Schizophrenia is a mental illness. Symptoms include hallucinations (such as hearing voices), false ideas (delusions), disordered thoughts and problems with feelings, behaviour and motivation. The cause is not clear. In many people symptoms come back (recur) or persist long-term but some people have just one episode of symptoms that lasts a few weeks. Treatment includes medication, talking treatments and social support.
What is schizophrenia and who gets it?
Schizophrenia is a serious mental health condition that causes disordered ideas, beliefs and experiences. In a sense, people with schizophrenia lose touch with reality and do not know which thoughts and experiences are true and real and which are not.
Some people have wrong ideas about schizophrenia. For instance, it has nothing to do with a split personality. Also, the vast majority of people with schizophrenia are not violent.
You should be aware that some people feel that schizophrenia should be abolished as a concept. They believe that the term is unscientific, stigmatising and does not address the root causes of serious mental distress. However, many members of the medical profession still find the term schizophrenia useful.
Schizophrenia develops in about 1 in 100 people. It can occur in men and women. The most common ages for it first to develop are 15-25 in men and 25-35 in women.
What are the symptoms of schizophrenia?
There are many possible symptoms. They are often classed into positive and negative. Positive symptoms are those that show abnormal mental functions. Negative symptoms are those that show the absence of a mental function that should normally be present.
Positive symptoms include the following
- Delusions. These are false beliefs that a person has and most people from the same culture would agree that they are wrong. Even when the wrongness of the belief is explained, a person with schizophrenia is convinced that they are true. For example, a person with schizophrenia may believe that neighbours are spying on them with cameras in every room, or a famous person is in love with them, or that people are plotting to kill them, or there is a conspiracy about them. These are only a few examples and delusions can be about anything.
- Hallucinations. This means hearing, seeing, feeling, smelling, or tasting things that are not real. Hearing voices is the most common. Some people with schizophrenia hear voices that provide a running commentary on their actions, argue with them, or repeat their thoughts. The voices often say things that are rude, aggressive, unpleasant, or give orders that must be followed. Some people with schizophrenia appear to talk to themselves as they respond to the voices. People with schizophrenia believe that the hallucinations are real.
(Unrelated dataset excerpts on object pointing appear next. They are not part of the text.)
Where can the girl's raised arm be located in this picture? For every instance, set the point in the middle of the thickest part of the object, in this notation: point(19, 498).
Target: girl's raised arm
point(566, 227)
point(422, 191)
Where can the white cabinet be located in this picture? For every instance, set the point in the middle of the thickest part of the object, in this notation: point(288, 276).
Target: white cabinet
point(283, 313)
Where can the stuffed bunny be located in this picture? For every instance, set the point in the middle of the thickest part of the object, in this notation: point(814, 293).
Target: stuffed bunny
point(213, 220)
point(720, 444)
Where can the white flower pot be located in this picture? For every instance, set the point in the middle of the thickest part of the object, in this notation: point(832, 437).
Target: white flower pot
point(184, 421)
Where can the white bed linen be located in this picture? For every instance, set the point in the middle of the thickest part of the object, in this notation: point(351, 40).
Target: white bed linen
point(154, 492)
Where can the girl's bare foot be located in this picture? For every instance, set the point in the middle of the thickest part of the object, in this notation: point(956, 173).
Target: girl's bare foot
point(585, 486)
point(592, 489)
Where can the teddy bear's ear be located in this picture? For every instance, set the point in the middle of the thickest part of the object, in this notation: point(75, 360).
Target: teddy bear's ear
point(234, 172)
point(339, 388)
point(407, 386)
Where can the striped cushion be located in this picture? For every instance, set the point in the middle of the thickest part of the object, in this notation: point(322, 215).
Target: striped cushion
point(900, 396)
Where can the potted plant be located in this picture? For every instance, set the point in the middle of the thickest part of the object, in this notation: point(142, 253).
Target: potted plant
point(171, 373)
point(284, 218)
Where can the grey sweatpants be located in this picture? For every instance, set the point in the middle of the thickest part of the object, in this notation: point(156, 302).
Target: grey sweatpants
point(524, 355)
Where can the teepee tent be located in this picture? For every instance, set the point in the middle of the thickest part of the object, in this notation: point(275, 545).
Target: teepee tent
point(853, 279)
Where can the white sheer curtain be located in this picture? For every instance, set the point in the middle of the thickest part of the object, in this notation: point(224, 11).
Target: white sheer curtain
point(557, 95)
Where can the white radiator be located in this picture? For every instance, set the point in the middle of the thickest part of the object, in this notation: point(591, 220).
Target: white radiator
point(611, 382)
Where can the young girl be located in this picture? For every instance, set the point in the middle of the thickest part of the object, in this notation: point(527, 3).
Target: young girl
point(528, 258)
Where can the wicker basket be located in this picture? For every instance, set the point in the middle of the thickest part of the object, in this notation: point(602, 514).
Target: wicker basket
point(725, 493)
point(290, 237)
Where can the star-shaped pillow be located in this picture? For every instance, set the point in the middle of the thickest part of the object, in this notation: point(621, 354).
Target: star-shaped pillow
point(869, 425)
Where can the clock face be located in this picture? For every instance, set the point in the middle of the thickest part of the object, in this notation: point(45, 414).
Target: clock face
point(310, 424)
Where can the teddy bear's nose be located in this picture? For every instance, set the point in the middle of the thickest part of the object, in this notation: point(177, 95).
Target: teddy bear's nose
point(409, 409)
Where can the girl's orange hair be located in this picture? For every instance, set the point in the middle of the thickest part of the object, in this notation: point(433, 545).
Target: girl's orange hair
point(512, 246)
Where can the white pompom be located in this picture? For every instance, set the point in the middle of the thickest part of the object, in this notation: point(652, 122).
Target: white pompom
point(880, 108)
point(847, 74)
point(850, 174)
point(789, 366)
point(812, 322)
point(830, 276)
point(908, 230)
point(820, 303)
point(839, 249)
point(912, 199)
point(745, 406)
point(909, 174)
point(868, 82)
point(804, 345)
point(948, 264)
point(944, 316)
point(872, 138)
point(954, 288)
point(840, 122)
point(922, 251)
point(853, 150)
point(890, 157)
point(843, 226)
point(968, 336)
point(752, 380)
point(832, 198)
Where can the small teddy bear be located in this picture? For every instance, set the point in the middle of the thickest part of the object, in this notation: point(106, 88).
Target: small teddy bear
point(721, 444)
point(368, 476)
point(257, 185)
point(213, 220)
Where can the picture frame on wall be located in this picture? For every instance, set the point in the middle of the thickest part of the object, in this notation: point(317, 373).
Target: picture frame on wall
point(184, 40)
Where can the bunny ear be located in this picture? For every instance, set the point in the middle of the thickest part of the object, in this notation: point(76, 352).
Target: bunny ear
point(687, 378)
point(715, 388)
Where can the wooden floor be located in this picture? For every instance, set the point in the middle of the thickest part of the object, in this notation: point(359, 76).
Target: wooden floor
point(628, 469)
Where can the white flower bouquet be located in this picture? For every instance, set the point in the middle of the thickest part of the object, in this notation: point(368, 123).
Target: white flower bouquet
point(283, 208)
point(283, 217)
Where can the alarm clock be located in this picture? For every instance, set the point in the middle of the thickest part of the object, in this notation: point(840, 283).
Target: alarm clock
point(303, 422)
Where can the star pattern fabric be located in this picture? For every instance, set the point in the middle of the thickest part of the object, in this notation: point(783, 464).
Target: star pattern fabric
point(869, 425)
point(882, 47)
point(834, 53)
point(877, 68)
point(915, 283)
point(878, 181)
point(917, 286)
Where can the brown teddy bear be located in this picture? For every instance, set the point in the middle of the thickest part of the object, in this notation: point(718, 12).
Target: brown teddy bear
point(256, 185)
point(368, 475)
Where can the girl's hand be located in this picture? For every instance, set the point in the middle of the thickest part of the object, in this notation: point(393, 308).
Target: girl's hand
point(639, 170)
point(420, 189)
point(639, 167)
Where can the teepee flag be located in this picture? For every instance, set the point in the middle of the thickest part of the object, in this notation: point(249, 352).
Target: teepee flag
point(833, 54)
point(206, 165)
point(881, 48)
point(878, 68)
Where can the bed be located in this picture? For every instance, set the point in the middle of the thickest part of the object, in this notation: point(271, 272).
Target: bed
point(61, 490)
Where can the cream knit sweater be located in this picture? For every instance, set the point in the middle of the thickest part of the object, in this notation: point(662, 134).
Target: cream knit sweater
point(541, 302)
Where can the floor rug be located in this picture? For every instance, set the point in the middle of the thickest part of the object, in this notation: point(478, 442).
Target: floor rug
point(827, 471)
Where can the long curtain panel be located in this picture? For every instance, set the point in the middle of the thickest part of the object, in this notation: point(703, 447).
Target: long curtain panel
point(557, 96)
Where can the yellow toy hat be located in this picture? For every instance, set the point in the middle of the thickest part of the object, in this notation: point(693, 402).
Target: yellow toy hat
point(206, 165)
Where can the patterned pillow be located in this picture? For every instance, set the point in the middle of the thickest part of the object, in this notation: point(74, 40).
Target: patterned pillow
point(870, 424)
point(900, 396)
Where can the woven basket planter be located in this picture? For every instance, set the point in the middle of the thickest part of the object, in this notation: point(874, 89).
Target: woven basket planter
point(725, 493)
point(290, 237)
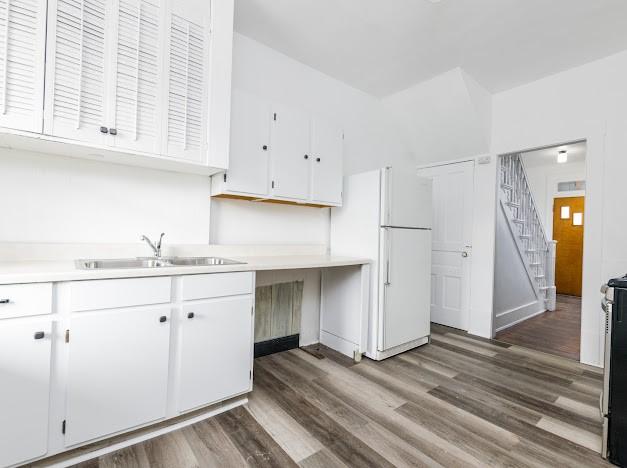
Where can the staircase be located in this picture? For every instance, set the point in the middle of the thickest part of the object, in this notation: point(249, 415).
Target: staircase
point(535, 248)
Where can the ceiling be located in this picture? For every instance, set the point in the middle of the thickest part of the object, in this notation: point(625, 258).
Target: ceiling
point(384, 46)
point(548, 156)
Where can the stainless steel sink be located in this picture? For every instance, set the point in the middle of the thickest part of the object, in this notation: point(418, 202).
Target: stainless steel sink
point(202, 261)
point(163, 262)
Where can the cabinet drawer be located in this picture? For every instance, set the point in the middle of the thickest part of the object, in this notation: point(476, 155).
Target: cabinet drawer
point(217, 285)
point(109, 294)
point(22, 300)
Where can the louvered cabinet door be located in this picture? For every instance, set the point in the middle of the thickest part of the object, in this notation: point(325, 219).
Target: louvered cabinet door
point(188, 79)
point(137, 86)
point(22, 55)
point(76, 83)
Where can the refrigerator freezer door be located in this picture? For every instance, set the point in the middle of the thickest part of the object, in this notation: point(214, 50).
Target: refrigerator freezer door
point(405, 199)
point(406, 282)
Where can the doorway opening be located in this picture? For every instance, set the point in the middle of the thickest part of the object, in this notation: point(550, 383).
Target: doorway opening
point(540, 227)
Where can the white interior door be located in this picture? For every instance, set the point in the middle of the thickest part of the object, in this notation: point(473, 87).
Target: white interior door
point(405, 199)
point(406, 281)
point(290, 153)
point(327, 145)
point(452, 246)
point(117, 371)
point(25, 348)
point(250, 144)
point(137, 83)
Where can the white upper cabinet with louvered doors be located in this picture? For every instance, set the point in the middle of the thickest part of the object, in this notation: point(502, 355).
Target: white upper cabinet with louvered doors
point(187, 97)
point(76, 80)
point(137, 87)
point(138, 82)
point(22, 55)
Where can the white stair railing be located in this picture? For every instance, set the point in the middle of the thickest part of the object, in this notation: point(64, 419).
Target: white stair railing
point(539, 251)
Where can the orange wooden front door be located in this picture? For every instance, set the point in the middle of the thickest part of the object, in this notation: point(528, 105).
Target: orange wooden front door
point(569, 253)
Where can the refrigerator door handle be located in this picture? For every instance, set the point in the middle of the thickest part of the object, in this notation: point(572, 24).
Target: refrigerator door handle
point(388, 248)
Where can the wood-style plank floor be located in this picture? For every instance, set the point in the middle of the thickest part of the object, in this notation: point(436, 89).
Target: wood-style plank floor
point(557, 332)
point(459, 401)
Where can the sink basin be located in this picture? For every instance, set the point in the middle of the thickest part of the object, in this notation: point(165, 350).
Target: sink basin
point(201, 261)
point(163, 262)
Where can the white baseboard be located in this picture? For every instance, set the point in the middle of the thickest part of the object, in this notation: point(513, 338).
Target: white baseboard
point(149, 435)
point(518, 314)
point(380, 355)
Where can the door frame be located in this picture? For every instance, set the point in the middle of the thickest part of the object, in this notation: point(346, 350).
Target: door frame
point(471, 264)
point(586, 260)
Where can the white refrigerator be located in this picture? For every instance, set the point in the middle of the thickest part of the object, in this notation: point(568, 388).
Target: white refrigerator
point(386, 216)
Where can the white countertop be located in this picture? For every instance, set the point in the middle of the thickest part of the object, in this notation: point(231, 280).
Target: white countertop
point(65, 270)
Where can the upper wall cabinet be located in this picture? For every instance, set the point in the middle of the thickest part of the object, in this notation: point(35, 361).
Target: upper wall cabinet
point(138, 78)
point(22, 58)
point(76, 88)
point(280, 153)
point(188, 81)
point(327, 142)
point(143, 82)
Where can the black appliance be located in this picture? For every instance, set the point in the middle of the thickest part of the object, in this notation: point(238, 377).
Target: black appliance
point(614, 397)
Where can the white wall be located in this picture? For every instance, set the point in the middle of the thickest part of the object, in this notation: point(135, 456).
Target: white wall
point(588, 102)
point(445, 118)
point(46, 198)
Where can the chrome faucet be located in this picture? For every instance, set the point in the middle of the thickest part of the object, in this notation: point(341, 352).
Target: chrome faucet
point(155, 248)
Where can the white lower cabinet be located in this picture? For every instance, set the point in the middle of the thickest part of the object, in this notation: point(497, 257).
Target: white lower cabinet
point(216, 339)
point(25, 356)
point(117, 371)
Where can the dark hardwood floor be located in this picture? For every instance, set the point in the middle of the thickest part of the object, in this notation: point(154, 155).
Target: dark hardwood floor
point(557, 332)
point(459, 401)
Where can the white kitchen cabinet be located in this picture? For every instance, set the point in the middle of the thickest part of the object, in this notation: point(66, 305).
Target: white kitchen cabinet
point(137, 68)
point(250, 145)
point(186, 134)
point(326, 162)
point(25, 357)
point(117, 371)
point(22, 58)
point(76, 77)
point(280, 153)
point(290, 153)
point(216, 351)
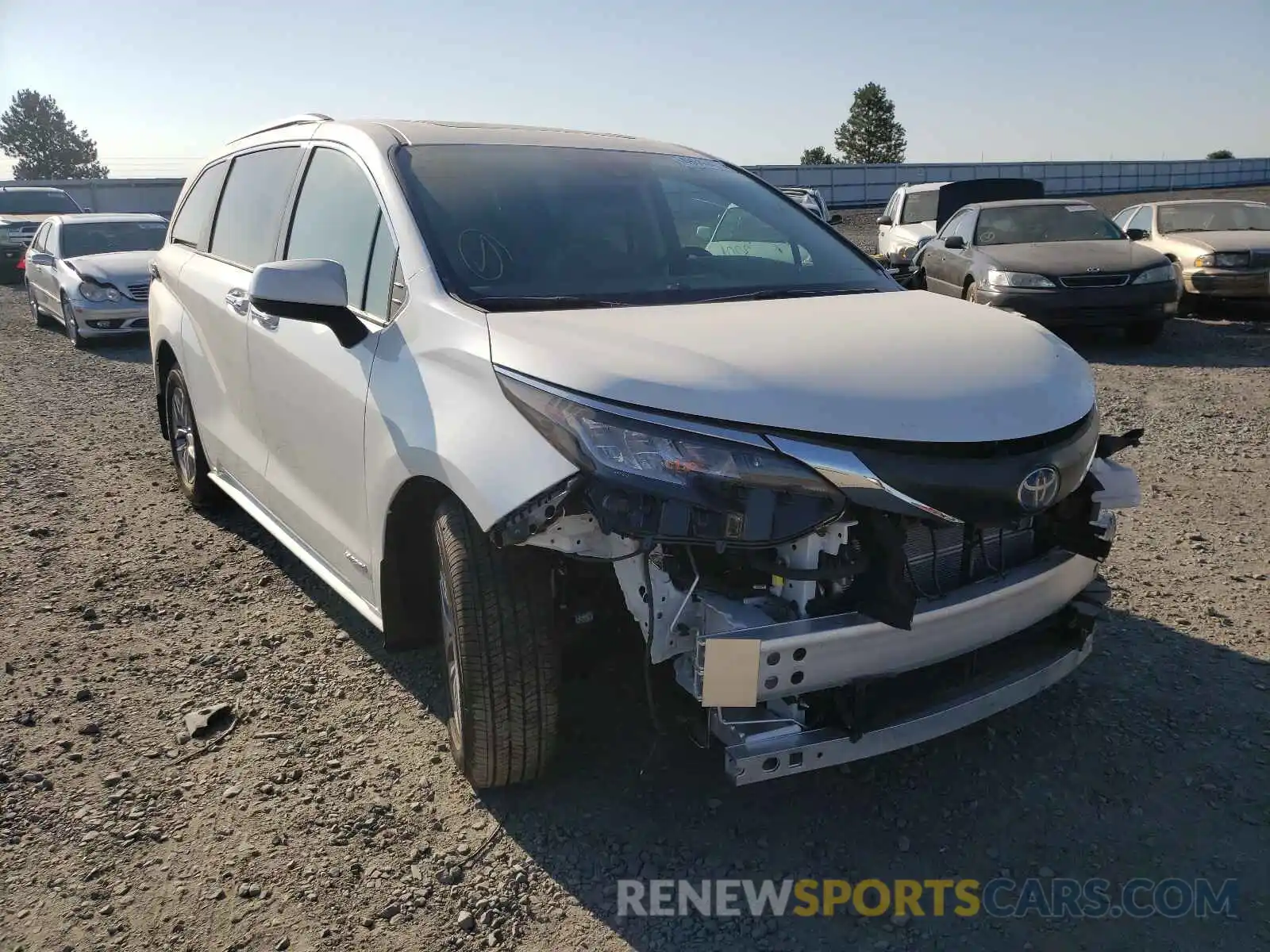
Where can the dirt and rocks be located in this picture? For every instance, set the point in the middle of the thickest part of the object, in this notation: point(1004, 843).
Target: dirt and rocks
point(323, 812)
point(860, 225)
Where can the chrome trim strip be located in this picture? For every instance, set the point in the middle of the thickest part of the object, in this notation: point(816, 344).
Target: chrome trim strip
point(846, 471)
point(676, 423)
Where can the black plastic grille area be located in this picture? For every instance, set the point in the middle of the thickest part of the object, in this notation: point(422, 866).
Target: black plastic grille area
point(941, 562)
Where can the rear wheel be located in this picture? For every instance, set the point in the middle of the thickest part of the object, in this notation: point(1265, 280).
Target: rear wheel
point(187, 448)
point(71, 327)
point(36, 314)
point(502, 655)
point(1143, 332)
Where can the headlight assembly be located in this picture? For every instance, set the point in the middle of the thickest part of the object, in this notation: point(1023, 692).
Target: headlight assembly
point(1018, 279)
point(1155, 276)
point(654, 480)
point(97, 294)
point(1223, 259)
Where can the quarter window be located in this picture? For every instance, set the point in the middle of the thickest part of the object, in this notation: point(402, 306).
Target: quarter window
point(251, 213)
point(338, 219)
point(1142, 220)
point(194, 217)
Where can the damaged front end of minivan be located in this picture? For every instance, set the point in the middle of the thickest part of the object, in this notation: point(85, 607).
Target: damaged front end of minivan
point(823, 598)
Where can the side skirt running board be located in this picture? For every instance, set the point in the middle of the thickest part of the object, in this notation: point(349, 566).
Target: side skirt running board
point(296, 547)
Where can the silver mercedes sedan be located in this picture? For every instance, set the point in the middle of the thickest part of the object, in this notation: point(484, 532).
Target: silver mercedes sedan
point(92, 272)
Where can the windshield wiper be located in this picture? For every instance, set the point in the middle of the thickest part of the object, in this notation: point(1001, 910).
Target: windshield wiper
point(546, 302)
point(776, 294)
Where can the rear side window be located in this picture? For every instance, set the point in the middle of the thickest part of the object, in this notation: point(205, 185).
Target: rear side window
point(338, 219)
point(251, 213)
point(920, 206)
point(194, 219)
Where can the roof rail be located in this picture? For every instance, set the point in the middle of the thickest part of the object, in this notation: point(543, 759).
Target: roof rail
point(290, 121)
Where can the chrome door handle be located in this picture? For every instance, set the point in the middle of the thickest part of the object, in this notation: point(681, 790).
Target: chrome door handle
point(238, 302)
point(268, 321)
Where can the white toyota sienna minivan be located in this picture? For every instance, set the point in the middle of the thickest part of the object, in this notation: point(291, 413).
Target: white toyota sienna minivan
point(476, 378)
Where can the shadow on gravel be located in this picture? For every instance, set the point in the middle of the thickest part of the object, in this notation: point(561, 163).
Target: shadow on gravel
point(124, 351)
point(1187, 342)
point(1142, 765)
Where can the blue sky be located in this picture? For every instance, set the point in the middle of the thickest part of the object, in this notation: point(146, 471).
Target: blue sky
point(159, 84)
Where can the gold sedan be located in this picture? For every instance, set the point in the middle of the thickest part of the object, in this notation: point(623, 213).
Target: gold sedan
point(1221, 248)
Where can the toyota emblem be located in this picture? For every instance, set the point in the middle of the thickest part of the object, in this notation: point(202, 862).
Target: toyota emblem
point(1039, 489)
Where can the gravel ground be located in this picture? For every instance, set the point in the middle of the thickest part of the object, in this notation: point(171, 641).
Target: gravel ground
point(329, 816)
point(860, 225)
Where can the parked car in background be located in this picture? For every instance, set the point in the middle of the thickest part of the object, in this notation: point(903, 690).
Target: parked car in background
point(810, 200)
point(22, 209)
point(1221, 247)
point(914, 213)
point(907, 221)
point(1058, 262)
point(92, 272)
point(822, 501)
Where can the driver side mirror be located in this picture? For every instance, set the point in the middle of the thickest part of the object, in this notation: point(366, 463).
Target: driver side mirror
point(309, 290)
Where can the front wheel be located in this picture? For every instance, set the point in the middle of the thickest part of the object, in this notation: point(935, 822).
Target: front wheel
point(187, 448)
point(1143, 332)
point(501, 651)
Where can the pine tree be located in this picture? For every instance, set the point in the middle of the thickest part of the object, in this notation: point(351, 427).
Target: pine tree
point(872, 133)
point(819, 155)
point(48, 145)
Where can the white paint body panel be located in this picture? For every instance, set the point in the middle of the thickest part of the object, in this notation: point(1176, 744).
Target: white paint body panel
point(908, 365)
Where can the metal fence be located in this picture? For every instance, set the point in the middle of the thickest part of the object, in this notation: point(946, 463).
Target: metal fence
point(841, 186)
point(118, 194)
point(868, 186)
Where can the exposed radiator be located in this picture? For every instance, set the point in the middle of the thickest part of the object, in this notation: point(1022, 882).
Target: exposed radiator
point(935, 555)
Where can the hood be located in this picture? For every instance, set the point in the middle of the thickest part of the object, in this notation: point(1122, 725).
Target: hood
point(914, 232)
point(903, 366)
point(1072, 257)
point(1221, 240)
point(118, 268)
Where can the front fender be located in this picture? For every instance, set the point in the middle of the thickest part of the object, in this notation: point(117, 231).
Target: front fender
point(436, 410)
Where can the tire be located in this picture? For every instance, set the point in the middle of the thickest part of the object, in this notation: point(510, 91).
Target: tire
point(71, 327)
point(186, 444)
point(501, 651)
point(1143, 332)
point(37, 315)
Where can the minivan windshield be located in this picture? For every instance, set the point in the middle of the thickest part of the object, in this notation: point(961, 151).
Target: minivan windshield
point(537, 228)
point(37, 201)
point(105, 236)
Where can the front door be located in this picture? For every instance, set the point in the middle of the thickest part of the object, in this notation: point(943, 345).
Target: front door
point(214, 292)
point(309, 391)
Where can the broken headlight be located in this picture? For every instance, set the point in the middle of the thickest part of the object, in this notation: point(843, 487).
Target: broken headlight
point(649, 479)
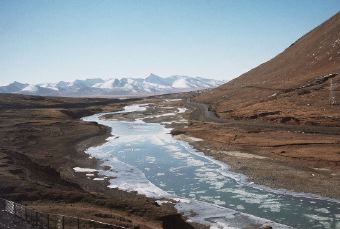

- Disordered thoughts. Thoughts may become jumbled or blocked. Thought and speech may not follow a normal logical pattern. For example, some people with schizophrenia have one or more of the following:
- Thought echo. This means the person hears his or her own thoughts as if they were being spoken aloud.
- Knight's-move thinking. This means the person moves from one train of thought to another that has no apparent connection to the first.
- Some people with schizophrenia may invent new words (neologisms), repeat a single word or phrase out of context (verbal stereotypy), or use ordinary words to which they attribute a different, special meaning (metonyms).
- Thought insertion. This is when someone believes that the thoughts in their mind are not their own and that they are being put there by someone else.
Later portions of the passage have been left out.